By Tom Westbrook and Ankur Banerjee
SINGAPORE (Reuters) -Taiwan's election could allay global concerns about the island's relations with China, while prompting a light selloff domestically on Monday as investors worry the result could hinder economic policy.
Vice President Lai Ching-te won the presidency on Saturday, the third consecutive term for his ruling Democratic Progressive Party (DPP), but the party lost its parliamentary majority, complicating Lai's spending plans and any intent to take an aggressive stance on China.
China, which claims Taiwan as its territory, had called Lai a separatist and «troublemaker through and through», but took a gentler tone after the election, not mentioning him by name and saying the results revealed the DPP «cannot represent the mainstream public opinion» on Taiwan.
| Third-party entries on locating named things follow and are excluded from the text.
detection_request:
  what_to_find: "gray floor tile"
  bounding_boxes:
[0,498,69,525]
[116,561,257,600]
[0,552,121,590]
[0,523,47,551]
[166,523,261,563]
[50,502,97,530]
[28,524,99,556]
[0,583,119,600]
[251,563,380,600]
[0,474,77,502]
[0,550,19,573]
Analysts expect Taiwan's stock market to take a hit this week as the spectre of policy paralysis fuels selling in a market that is up 25% in little more than a year.
Yet the outcome is also a relief for investors who had feared the hawkish Lai would push for Taiwan's formal independence, something he has denied. Investors have worried about a hostile reaction from China and a chain reaction of sanctions that could cripple the global semiconductor industry.
“I would imagine the reaction is negative. The market could read weak government in Taiwan, lots of external risks from the mainland and lots of internal risks, because there is no control of the legislature," said Alicia Garcia Herrero, chief economist Asia-Pacific at French investment bank Natixis in Hong Kong.
But Herrero's says Lai's «balanced» victory speech and the stalemate in parliament are reasons China may not react.